# Finetuning PyTorch BERT with NGC
The BERT family of models are a powerful set of natural language understanding models based on the transformer architecture from the paper Attention Is All You Need, which you can find here:  https://arxiv.org/abs/1706.03762

These models work by running unsupervised pre-training on massive sets of text data. This process requires an enormous amount of time and compute. Luckily for us, BERT models are built for transfer learning. BERT models are able to be finetuned to perform many different NLU tasks like question answering, sentiment analysis, document summarization, and more.
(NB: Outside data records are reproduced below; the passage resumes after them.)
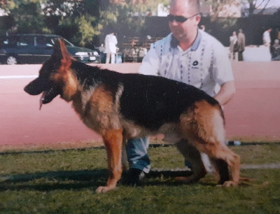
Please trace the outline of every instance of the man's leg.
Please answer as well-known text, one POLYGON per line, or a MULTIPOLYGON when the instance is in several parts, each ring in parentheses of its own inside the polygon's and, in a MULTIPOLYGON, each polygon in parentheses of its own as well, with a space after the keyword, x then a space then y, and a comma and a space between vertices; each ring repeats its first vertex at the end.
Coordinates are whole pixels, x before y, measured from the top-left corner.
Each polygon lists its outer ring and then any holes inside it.
POLYGON ((126 150, 130 172, 126 183, 129 185, 138 185, 150 169, 150 161, 147 150, 149 138, 136 138, 127 141, 126 150))

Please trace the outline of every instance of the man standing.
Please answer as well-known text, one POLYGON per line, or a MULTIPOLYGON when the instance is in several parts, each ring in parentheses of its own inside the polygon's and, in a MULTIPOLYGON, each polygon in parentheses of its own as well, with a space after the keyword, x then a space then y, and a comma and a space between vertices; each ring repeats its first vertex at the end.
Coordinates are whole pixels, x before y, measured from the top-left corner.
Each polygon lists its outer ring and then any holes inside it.
POLYGON ((271 43, 270 32, 272 30, 272 29, 270 27, 262 34, 263 45, 265 47, 270 47, 270 43, 271 43))
MULTIPOLYGON (((198 29, 200 12, 199 0, 172 0, 167 16, 172 33, 151 44, 139 73, 160 76, 194 85, 224 105, 235 92, 230 62, 224 46, 198 29), (218 92, 217 85, 220 88, 218 92)), ((197 181, 211 170, 208 157, 201 155, 186 141, 178 142, 177 146, 187 148, 189 151, 185 159, 187 166, 193 168, 193 175, 191 179, 186 178, 187 181, 197 181)), ((139 184, 149 172, 148 147, 148 138, 129 141, 128 184, 139 184)))
POLYGON ((242 29, 239 29, 237 36, 238 45, 238 61, 243 61, 243 52, 245 50, 245 36, 242 32, 242 29))
POLYGON ((114 35, 113 32, 108 34, 105 37, 105 53, 106 55, 106 64, 115 63, 115 55, 117 52, 117 47, 115 46, 118 44, 117 38, 114 35))

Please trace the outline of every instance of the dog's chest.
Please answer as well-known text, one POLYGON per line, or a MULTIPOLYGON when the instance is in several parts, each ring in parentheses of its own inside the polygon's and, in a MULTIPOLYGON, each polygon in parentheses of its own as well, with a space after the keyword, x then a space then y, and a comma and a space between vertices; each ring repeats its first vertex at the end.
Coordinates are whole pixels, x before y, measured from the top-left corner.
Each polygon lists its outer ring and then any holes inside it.
POLYGON ((120 128, 119 114, 112 96, 106 90, 95 88, 77 93, 73 107, 84 124, 98 133, 120 128))

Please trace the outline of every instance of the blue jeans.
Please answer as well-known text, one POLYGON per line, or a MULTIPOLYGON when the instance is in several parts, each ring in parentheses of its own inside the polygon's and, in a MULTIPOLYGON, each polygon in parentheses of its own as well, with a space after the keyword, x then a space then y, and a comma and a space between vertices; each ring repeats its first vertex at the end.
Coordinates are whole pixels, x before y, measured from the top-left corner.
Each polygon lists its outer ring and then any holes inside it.
POLYGON ((126 150, 130 169, 138 169, 148 173, 150 169, 150 161, 147 150, 149 138, 135 138, 127 141, 126 150))
MULTIPOLYGON (((127 141, 126 150, 130 169, 138 169, 146 173, 150 169, 150 161, 148 155, 149 138, 135 138, 127 141)), ((201 153, 202 160, 208 172, 213 171, 209 157, 206 154, 201 153)), ((185 159, 185 166, 192 171, 192 166, 190 162, 185 159)))

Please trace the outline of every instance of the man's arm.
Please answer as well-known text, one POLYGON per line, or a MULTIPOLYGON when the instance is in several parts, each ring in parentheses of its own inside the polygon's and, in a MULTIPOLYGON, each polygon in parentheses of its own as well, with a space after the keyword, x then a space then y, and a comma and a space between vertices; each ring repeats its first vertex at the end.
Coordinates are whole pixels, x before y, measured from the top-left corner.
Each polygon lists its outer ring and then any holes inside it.
POLYGON ((220 86, 220 90, 214 98, 221 106, 226 104, 235 93, 234 80, 225 82, 220 86))

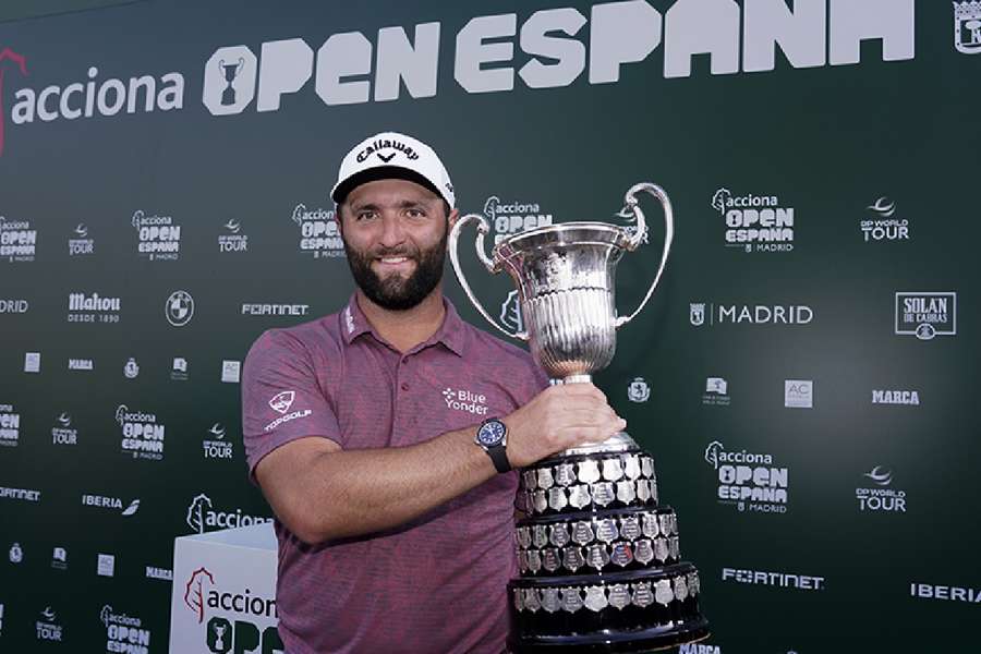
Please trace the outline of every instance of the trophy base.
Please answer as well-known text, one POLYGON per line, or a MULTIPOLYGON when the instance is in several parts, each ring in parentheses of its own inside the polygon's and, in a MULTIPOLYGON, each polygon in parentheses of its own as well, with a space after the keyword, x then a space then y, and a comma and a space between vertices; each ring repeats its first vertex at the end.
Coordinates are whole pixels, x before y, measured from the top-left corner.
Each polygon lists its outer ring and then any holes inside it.
POLYGON ((542 654, 562 651, 564 654, 628 654, 667 650, 708 638, 708 620, 700 618, 687 625, 655 627, 631 631, 610 631, 604 634, 520 638, 508 641, 511 654, 542 654))

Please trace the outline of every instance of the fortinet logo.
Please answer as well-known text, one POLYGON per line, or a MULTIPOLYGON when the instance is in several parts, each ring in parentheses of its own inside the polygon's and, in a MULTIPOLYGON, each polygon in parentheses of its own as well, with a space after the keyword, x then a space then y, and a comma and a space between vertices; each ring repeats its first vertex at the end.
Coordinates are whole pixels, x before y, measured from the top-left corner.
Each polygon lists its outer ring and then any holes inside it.
POLYGON ((242 304, 243 316, 305 316, 310 304, 242 304))

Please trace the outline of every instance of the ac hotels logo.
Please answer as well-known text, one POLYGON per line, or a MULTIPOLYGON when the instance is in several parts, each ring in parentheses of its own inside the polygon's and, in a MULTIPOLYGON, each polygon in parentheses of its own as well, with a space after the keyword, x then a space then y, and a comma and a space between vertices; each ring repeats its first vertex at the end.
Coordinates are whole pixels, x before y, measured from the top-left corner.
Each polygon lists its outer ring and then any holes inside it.
POLYGON ((4 61, 12 61, 17 65, 22 75, 27 75, 26 57, 24 57, 23 55, 17 55, 10 48, 3 48, 3 50, 0 50, 0 157, 3 156, 3 126, 7 122, 7 111, 3 109, 3 73, 7 72, 3 68, 4 61))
For this tutorial, we are going to download a BERT base model and finetune this model on the Stanford Question Answering Dataset and walk through the steps necessary to deploy it to a Sagemaker endpoint.

In [None]:
!wget https://api.ngc.nvidia.com/v2/models/nvidia/bert_base_pyt_amp_ckpt_pretraining_lamb/versions/1/files/bert_base.pt -O bert_base.pt

In [19]:
import collections
import math
import torch
import os, tarfile, json
import time, datetime
from io import StringIO
import numpy as np
import sagemaker
from sagemaker.pytorch import estimator, PyTorchModel, PyTorchPredictor, PyTorch
from sagemaker.utils import name_from_base
import boto3
from file_utils import PYTORCH_PRETRAINED_BERT_CACHE
from modeling import BertForQuestionAnswering, BertConfig, WEIGHTS_NAME, CONFIG_NAME
from tokenization import (BasicTokenizer, BertTokenizer, whitespace_tokenize)
from types import SimpleNamespace
from helper_funcs import *

sagemaker_session = sagemaker.Session()
role = sagemaker.get_execution_role()
bucket = sagemaker_session.default_bucket() # can replace with your own S3 bucket 'privisaa-bucket-virginia'
prefix = 'bert_pytorch_ngc'
runtime_client = boto3.client('runtime.sagemaker')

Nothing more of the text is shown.